Terrible Tragedy — and Powerful Legacy — of Preventable Death
“Our board said that if we cannot ensure safety of our patients we shouldn’t be in business.”
– Cathie Furman, RN
The course of history for Virginia Mason was forever changed Nov. 23, 2004, when Mrs. Mary L. McClinton died due to a preventable medical error. Mrs. McClinton was 69 when she was treated for a brain aneurism at Virginia Mason yet was mistakenly injected with chlorhexidine, an antiseptic.
How could such an error happen? Confusion over the three identical stainless steel bowls in the procedure room containing clear liquids — chlorhexidine, contrast dye and saline solution.
There is no greater tragedy within a medical center than when a patient dies due to a preventable error. The terrible truth is that such deaths are not uncommon. The Institute of Medicine report, To Err Is Human (1999), estimated that as many as 98,000 Americans die each year from preventable errors.
The death of Mrs. McClinton was first and foremost a terrible tragedy for her family and community. She was a beloved, widely respected figure.
But her death was also the most severe test a medical center can face. The question became this: What do you do? What is your response to this unthinkable event?
Virginia Mason promptly disclosed the fact that a mistake had been made in Mrs. McClinton’s case that caused her death. It is a sad understatement to say that this level of transparency was — and for the most part, remains — rare in the world of health care. The disclosure ran directly counter to the cultures of secrecy in which many provider organizations have cloaked themselves.
Virginia Mason then took a radical step. It set aside its dozen or so organizational goals and declared that, going forward, it would have a single goal: To ensure the safety of our patients through the elimination of avoidable death and injury.
Safety remained the single annual organizational goal for three years after Mrs. McClinton’s death. During that time, Virginia Mason made quantum leaps forward in creating a safer environment. This work was and remains guided and inspired by the memory of Mrs. McClinton. “Her death galvanized us,” says Cathie Furman, RN, senior vice president of quality and compliance. “Our board said that if we cannot ensure safety of our patients we shouldn’t be in business.”
“On the one-year anniversary of her death, we came together as an organization to memorialize her,” says Furman. “Her family joined us that day, and we committed then to setting aside a day every year to reflect on improvement of the past year in her memory and honor.
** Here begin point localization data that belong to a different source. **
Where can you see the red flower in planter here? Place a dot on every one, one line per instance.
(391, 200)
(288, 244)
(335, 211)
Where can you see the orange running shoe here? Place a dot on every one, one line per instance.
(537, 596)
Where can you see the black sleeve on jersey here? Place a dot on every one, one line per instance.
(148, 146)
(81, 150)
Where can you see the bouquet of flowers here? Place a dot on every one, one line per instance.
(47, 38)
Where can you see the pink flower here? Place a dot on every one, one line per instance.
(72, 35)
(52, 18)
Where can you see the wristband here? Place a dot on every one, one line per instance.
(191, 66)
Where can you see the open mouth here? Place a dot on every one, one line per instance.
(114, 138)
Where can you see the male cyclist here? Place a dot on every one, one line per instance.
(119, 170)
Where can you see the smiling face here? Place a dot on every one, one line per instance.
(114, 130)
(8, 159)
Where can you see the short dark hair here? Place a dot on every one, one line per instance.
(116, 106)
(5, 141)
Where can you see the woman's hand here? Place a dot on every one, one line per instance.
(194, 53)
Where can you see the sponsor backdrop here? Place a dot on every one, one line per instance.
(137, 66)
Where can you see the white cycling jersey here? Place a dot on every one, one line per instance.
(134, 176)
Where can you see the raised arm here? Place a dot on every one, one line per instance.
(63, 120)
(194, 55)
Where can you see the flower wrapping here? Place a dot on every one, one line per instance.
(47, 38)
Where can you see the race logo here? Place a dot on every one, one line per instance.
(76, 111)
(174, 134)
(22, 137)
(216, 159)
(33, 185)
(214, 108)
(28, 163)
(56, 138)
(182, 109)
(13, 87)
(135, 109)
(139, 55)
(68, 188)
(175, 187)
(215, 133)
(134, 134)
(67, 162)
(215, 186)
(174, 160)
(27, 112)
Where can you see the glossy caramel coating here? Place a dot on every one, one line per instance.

It is the single most important day of the year at Virginia Mason.”
The Mary L. McClinton Patient Safety Award is now the most coveted accolade at Virginia Mason. Teams compete for it each year by submitting a rigorous application describing their safety-related work. There is a set of explicit criteria and a scoring legend that a multidisciplinary selection committee uses to score each application. The award goes to the team that demonstrates its safety work is patient-centered, has applied the Virginia Mason Production system, has spread beyond a single work unit, has been sustained over time and been published or presented at regional or national conferences.
For all the improvement that has resulted from Mrs. McClinton’s death, there is a profoundly disturbing postscript that speaks to the culture of secrecy in so much of health care.
A month after Mrs. McClinton died, Furman received a call from a state health regulator. “She said every single hospital that they had surveyed in the month subsequent to Mrs. McClinton’s death told her they had had the exact same situation in the procedure room and changed their process as a result of the tragedy,” she says. “And we learned that another hospital had a similar error two years earlier and did not have the courage to be transparent about it. Just imagine if they had disclosed the error and we had been able to change our process back then.”
What does transparency at your organization look like when it comes to patient safety?